A NEW longitudinal cohort study has highlighted the significant role of human rhinovirus (RV) in triggering acute wheeze episodes in children and adults which are often accompanied by bacterial coinfection. The research, led by W. Gerald Teague, Department of Pediatrics, University of Virginia School of Medicine, Charlottesville, Virginia, has suggested that 22% of children with recurrent wheezing have undetected “silent” lung infections that could be more effectively treated with antiviral medications rather than the commonly prescribed steroids used to combat wheezing.
The study screened a cohort of 805 children and young adults aged 2 months to 18 years and found that 22% had undetected lung infections without typical cold symptoms. As RV is the most prevalent pathogen associated with these episodes, its link to persistent wheeze and childhood asthma, particularly when contracted in early life, make it a key target for identifying and understanding these “silent” infections.
Researchers aimed to understand the lung inflammatory responses associated with RV infections in children with treatment-refractory wheeze. However, they faced challenges due to the invasive nature of bronchoalveolar lavage and the difficulty of obtaining lower respiratory samples from children. Despite these limitations, the study demonstrated that RV was the predominant virus in the bronchoalveolar lavage of children, particularly during preschool years. These results showed that RV alone, detected in 29.7% of cases, often led to “silent granulocytic bronchoalveolitis,” characterised by lung granulocytosis, elevated blood CRP, and higher total blood neutrophils.
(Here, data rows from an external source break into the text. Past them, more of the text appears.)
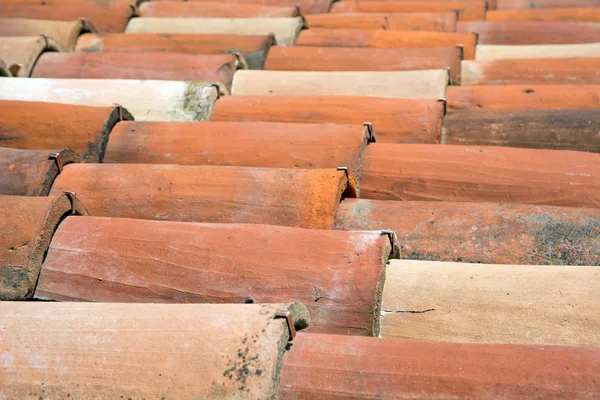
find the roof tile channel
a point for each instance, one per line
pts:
(339, 367)
(277, 196)
(336, 274)
(147, 351)
(82, 129)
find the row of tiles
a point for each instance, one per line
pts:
(346, 278)
(242, 351)
(35, 56)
The presence of RV in asymptomatic children with recurrent wheezing suggests a smouldering lung inflammation, which has not been thoroughly explored. This discovery challenges the current treatment paradigm in which, typically, corticosteroids are prescribed under the assumption of a corticosteroid-responsive inflammation. However, the results of this research suggested that corticosteroid treatment might not always be effective, especially in children without markers of type-2 inflammation, which was not prevalent in cases of silent RV infection.
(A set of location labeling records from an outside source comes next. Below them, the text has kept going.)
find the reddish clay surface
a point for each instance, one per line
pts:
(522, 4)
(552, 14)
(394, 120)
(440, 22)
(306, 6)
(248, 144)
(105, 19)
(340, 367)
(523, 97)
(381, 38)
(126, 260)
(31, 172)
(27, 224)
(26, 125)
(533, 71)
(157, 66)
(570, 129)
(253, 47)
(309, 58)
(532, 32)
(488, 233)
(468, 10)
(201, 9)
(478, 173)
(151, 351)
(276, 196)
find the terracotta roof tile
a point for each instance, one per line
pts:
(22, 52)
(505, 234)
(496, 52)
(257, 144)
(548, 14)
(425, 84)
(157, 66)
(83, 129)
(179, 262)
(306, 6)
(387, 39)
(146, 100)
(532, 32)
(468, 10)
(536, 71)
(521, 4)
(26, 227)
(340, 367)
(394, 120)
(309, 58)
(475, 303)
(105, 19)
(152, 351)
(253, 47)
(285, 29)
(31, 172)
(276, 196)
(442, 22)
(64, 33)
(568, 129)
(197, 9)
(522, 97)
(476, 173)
Furthermore, high-dose daily corticosteroid treatment was associated with an increased prevalence of RV, raising concerns about its long-term use. Additional research will be crucial to changing the approach to managing recurrent wheeze in children, potentially reducing the reliance on corticosteroids and improving long-term outcomes for young patients.
Katie Wright, EMJ
Reference
Teague WG et al. A novel syndrome of silent rhinovirus-associated bronchoalveolitis in children with recurrent wheeze. J Allergy Clin Immunol. 2024;DOI:10.1016/j.jaci.2024.04.027.